Did you know that a Canadian gave Charlie Chaplin is first start in the movie industry? Or that a Canadian created the first permanent movie studio? Or that America’s Sweetheart was a Canadian? Or that Warner Brothers was founded by Canadian brothers?
When we think of Hollywood, especially the silent film era, we think of California and the United States, but the truth is that early Hollywood was heavily influenced and dominated by Canadians.
Today, I am looking at the early Canadians who influenced Hollywood. This is not a biography of each person, for that I have episodes on some of these people including Mary Pickford. Instead, it is looking at the industry as a whole and the impact that Canadians made.
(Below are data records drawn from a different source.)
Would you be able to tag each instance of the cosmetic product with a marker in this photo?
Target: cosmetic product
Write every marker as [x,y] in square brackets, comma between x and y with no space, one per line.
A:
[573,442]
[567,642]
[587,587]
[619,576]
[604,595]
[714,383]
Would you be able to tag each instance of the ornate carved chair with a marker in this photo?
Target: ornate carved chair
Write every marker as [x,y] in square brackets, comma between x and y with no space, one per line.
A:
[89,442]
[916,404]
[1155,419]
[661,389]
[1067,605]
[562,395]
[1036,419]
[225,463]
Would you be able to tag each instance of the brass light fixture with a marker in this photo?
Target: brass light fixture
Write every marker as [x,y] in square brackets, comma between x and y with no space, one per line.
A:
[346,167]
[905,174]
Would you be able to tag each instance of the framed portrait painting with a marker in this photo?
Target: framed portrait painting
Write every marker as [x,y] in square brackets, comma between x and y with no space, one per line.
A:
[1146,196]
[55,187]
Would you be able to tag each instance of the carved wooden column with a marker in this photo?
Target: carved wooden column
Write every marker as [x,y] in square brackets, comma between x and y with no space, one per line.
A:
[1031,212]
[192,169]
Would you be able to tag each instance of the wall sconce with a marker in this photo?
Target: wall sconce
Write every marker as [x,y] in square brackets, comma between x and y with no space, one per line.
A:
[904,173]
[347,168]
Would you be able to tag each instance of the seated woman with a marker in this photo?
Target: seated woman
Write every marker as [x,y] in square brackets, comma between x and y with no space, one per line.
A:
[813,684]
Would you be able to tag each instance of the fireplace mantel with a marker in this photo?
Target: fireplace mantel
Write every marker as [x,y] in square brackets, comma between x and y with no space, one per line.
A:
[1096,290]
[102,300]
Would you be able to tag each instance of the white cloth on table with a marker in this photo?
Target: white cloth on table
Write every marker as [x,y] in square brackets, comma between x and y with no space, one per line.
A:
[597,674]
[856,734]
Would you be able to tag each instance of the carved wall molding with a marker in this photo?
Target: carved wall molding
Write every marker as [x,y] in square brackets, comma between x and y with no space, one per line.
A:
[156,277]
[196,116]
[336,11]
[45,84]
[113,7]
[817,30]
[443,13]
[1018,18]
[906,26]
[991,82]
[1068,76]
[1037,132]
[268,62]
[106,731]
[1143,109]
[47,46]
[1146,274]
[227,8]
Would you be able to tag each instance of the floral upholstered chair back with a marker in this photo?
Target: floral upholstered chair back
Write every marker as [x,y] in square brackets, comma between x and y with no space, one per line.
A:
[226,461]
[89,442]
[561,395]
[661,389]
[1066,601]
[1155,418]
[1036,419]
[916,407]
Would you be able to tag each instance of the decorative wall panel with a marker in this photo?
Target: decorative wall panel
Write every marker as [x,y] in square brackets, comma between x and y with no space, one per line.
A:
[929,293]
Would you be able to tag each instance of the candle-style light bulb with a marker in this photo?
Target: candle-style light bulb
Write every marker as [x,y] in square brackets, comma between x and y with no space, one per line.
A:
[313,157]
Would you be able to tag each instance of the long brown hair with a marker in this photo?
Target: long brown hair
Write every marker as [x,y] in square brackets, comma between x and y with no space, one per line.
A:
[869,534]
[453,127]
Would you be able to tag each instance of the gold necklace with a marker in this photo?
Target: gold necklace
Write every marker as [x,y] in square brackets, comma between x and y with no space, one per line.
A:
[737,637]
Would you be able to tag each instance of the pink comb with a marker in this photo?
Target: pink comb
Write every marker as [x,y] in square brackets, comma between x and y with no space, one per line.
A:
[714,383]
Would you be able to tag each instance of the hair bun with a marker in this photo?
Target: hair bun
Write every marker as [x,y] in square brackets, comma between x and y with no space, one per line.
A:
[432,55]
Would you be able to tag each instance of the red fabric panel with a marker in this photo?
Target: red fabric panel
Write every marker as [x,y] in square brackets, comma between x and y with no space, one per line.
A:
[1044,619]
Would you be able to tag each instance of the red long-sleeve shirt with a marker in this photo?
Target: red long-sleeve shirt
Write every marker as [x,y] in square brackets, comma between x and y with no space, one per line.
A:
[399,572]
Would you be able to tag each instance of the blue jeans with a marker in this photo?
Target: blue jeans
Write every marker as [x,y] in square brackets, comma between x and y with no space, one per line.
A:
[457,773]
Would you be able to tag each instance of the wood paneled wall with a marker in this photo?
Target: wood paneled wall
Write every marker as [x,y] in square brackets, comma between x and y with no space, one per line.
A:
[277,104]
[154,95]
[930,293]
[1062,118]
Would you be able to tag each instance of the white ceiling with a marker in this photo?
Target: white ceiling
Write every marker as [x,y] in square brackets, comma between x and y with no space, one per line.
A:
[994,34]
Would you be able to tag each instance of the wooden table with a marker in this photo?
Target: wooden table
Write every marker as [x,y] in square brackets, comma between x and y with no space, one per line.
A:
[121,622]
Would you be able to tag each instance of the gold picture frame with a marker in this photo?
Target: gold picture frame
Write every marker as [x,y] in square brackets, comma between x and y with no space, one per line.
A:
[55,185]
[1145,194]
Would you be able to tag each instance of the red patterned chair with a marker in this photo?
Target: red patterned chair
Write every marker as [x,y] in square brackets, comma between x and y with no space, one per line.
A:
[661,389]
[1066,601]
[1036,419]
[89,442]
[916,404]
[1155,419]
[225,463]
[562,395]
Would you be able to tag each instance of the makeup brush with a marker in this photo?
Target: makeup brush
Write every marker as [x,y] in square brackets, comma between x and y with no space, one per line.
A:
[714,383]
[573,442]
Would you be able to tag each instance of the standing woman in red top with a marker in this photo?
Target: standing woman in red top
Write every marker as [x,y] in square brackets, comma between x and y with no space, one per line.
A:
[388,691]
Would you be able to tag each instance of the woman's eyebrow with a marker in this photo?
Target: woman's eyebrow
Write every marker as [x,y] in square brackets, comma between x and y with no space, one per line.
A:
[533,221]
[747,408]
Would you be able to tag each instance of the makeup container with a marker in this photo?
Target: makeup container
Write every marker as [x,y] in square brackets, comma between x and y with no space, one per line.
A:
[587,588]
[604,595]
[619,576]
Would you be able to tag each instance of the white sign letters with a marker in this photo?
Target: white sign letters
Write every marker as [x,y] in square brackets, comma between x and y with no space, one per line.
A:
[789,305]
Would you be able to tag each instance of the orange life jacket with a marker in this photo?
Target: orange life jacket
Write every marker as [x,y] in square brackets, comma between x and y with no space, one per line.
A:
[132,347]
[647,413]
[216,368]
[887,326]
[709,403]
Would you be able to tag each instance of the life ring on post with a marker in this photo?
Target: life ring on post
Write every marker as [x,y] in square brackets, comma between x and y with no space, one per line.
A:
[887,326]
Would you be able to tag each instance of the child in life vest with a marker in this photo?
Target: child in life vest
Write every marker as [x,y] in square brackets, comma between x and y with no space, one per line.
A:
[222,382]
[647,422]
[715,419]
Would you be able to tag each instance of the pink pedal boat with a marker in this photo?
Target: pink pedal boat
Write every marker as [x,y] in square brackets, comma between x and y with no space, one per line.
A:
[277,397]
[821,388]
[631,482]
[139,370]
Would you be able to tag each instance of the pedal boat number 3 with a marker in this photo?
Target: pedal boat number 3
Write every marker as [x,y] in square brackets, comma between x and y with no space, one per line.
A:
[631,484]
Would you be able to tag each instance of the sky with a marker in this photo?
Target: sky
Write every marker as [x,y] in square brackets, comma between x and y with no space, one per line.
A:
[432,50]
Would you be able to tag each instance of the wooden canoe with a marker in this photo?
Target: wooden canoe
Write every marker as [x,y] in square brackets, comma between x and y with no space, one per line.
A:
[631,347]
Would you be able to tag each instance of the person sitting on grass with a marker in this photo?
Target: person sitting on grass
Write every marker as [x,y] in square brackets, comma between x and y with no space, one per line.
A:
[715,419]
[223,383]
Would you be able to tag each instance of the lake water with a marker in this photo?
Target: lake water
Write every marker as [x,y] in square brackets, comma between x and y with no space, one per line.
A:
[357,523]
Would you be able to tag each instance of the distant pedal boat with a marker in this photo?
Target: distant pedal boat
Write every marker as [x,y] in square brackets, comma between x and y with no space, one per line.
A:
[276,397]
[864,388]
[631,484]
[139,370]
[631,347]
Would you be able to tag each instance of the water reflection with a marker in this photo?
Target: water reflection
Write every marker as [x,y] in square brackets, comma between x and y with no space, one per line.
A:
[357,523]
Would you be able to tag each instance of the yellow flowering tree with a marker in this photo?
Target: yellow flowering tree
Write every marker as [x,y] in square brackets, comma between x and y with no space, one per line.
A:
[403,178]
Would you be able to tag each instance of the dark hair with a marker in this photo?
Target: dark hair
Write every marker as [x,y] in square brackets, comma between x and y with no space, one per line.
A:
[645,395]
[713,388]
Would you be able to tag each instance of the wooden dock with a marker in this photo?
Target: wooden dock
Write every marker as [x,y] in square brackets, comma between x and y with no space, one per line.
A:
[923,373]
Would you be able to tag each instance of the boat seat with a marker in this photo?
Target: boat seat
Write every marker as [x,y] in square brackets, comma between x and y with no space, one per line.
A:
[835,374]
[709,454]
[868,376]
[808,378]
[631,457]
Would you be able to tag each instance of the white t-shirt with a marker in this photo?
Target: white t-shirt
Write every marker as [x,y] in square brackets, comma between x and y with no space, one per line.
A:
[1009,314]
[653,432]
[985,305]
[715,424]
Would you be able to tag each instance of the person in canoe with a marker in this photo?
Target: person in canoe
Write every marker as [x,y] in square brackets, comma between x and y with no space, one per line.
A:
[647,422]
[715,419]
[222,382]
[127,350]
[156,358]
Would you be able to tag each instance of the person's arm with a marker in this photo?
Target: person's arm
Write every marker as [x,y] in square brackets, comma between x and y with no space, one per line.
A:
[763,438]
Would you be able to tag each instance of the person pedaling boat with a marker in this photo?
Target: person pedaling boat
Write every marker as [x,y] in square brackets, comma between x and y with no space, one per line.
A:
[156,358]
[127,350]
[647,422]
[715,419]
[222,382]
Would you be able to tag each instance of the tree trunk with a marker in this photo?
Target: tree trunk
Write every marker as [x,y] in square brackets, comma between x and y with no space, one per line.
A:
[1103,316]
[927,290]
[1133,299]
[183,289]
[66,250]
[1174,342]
As Macleans would say quote:
“From the very beginning, when the first motion picture to be made in California was given its humble birth, Canadians have been important in picture making. When the first camera was set up and the first foot of film ground out, a Canadian prepared the screen story, a Canadian designed the set, A Canadian cast the picture and directed it.”
To begin our look at Canadians in Hollywood, we need to start with Al Christie.
Christie was born in London, Ontario in 1881 and began his movie career working with David Horsley’s Centaur Film Company in New Jersey in 1909. The next year, Christie began to put out single-reel Mutt and Jeff comedies every week. In 1911, he moved to the west coast of the United States and it was there, in what would become Hollywood, that he established the first permanent movie studio on Oct. 27, 1911. With his brother Charlies, he then formed the Christie Film Company in 1916.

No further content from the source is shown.